Qatar was interested, too. Chinn received an email about the Scrap Metal show, and at first, she wasn’t sure the email was authentic.  

“Other artists were contacting me and asking if it was real,” she said. 

Qatar offered to pay for the shipping, airfare, hotel and meals for two weeks. 

“Everyone was questioning. Who does that?” Chinn said. 

She started getting calls at 3:30 a.m., when she was working. 

“I think this is real,” she said she told Whitton. “I took that chance.” 

The chance turned into a two-week venture of 30 international artists. Chinn’s art was on display, and she also spent some time doing workshops. She tweeted and posted continuous updates. Her Camel Head sculpture was popular as were The Saw Lady’s Camel’s on a scrap saw metal path. 

As a send-off of appreciation, the artists were given a plaque. 

 She and Whitton made the trek from the hotel to the domes several times a day.  

“Most people stayed the whole time,” she said. Whitton counted the steps from the hotel to the show. 

“235,” he said. “I was curious.”

Whitton has been shooting since the 1960s and he captured the exhibition in Qatar mostly in candids. 

These days, Whitton gravitates toward events. 

“I love people and trying to capture the feel of an event,” he said. 

His photos in the gallery are meant to draw the local audience with rural scenes, but his interest is vast — nature and landscapes to portraits and shallow depths.

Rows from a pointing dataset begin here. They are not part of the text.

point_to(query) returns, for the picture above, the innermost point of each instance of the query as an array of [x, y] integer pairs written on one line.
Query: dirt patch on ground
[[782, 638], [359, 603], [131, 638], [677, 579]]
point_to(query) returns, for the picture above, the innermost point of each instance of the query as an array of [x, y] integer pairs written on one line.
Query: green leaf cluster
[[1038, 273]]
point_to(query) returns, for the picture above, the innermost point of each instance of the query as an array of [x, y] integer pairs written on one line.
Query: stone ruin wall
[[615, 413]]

He and Chinn have had some shows together, but he finds himself shooting Chinn’s artwork keeps him busy.

From the looks of it, Chinn is occupied with any medium she can get her hands on. She indicated interest in the Her Flag project, a nationwide venture for Marilyn Artus, who started the project to commemorate what the Suffrage Movement brought: the 19th Amendment. 

Who better to make the flags than women, but Chinn was careful to include Erasmus Correll, a Nebraska state senator, and one of Hebron’s fathers. Correll was president of the American Woman’s Suffrage Association and wrote energetic editorials on the topic in his publication, Western Woman’s Journal

Chinn used digital for the flag that also had Correll’s wife, Lucy, and Willa Cather, along with other authors. She focused on the eyes of her subjects through old photographs. 

“We could see into their souls as they look after our future,” she said.  

And while Her Flag is now cast forever in local history, Chinn has moved to another medium. She is working on a five-foot painted glass project with 3D effects, that tells yet another story of a great-grandmother who was two years old when she saw President Abraham Lincoln in a parade.

Chinn’s art Journey is a story By Appointment Only, that won’t have ending anytime soon.